Not for the first time, the Leaders Romans Group has given a very different picture of the private rental sector’s health than that painted by almost all of the rest of the industry.
In a statement over the weekend it described the Budget’s ‘no change’ on Capital Gains Tax for second homes as “a big win” for landlords. In addition, LRG’sAllison Thompson – the company’s national lettings managing director – says: “It may now be more profitable to continue letting, rather than exit the market”.
And on the upcoming energy efficiency regulation changes demanding improved EPC ratings for private rental property, Thompson continues: “if landlords are expected to upgrade older properties to meet EPC standards by 2030, then support measures will be introduced now to make these upgrades feasible. Without assistance, many landlords will face prohibitive costs, which could ultimately reduce the number of available rental properties.”
Elsewhere in LRG’s statement it plays down the impact of the increase in stamp duty on buy to let properties announced by Rachel Reeves: the surcharge rose overnight after the Budget from 3% to 5%.

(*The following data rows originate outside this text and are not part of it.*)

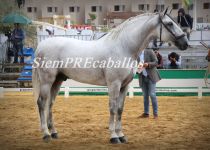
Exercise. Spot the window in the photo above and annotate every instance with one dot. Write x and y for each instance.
(123, 7)
(119, 7)
(144, 7)
(78, 9)
(71, 9)
(206, 5)
(35, 9)
(49, 9)
(100, 8)
(93, 8)
(175, 6)
(147, 7)
(116, 8)
(199, 20)
(29, 9)
(56, 9)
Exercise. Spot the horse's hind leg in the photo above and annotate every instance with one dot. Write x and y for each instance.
(54, 91)
(114, 89)
(43, 105)
(118, 124)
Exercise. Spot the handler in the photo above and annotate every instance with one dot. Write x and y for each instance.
(148, 77)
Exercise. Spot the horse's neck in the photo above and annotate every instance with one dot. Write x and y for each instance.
(139, 34)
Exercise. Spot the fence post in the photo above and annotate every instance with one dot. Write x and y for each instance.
(1, 92)
(66, 91)
(199, 92)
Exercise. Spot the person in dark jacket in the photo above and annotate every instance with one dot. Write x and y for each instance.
(185, 21)
(174, 61)
(17, 39)
(208, 56)
(148, 78)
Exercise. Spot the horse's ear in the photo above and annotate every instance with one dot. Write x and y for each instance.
(170, 11)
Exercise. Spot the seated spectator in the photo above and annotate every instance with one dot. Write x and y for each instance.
(159, 57)
(174, 61)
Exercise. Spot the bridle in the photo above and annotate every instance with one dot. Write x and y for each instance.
(167, 28)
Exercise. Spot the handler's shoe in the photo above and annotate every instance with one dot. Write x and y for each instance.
(155, 116)
(144, 115)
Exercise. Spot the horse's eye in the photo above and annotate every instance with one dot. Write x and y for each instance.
(170, 24)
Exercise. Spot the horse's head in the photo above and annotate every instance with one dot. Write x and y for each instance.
(170, 31)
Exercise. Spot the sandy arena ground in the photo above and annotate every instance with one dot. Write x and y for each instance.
(82, 123)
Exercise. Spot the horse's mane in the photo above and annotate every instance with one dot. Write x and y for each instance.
(116, 31)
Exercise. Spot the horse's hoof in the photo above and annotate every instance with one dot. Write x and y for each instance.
(54, 135)
(115, 141)
(123, 139)
(46, 138)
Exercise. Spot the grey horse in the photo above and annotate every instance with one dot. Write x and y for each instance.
(124, 41)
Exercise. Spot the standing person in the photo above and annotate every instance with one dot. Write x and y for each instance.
(159, 58)
(185, 21)
(147, 80)
(155, 39)
(174, 61)
(17, 38)
(208, 56)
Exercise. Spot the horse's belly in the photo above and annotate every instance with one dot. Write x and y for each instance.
(90, 76)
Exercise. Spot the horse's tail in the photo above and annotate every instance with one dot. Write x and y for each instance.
(36, 83)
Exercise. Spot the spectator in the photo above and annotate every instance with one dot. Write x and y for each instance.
(17, 38)
(147, 81)
(174, 61)
(185, 21)
(159, 58)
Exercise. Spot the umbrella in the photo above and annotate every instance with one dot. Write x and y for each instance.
(16, 18)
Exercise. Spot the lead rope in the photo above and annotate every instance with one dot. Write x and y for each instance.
(206, 75)
(161, 32)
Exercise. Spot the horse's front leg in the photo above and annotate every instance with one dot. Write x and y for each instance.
(114, 90)
(118, 125)
(54, 91)
(43, 105)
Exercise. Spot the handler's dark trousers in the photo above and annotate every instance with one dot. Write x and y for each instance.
(18, 47)
(148, 89)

LRG’s take on it is: “The change … may see potential investors currently in the pipeline to purchase, reverse out, again putting more pressure on the private rental sector and reducing tenant choice. Having said that, property has always been a long-term investment, and, over time, price inflation and yields have typically delivered good returns to investors. SDLT is a one-off tax paid when you buy a property – but this is a cost that can be deducted from capital gains tax when you sell. So, just as the first introduction of a higher rate for SDLT impacted initially on investment, over time, it’s just accepted as a cost of investment.”
Overall about the Budget, the agency says: “The good news is, from a property perspective, particularly when you take into account the economic news – inflation, base rates and mortgages – the news isn’t too bad at all. And for some, it’s actually very good news!”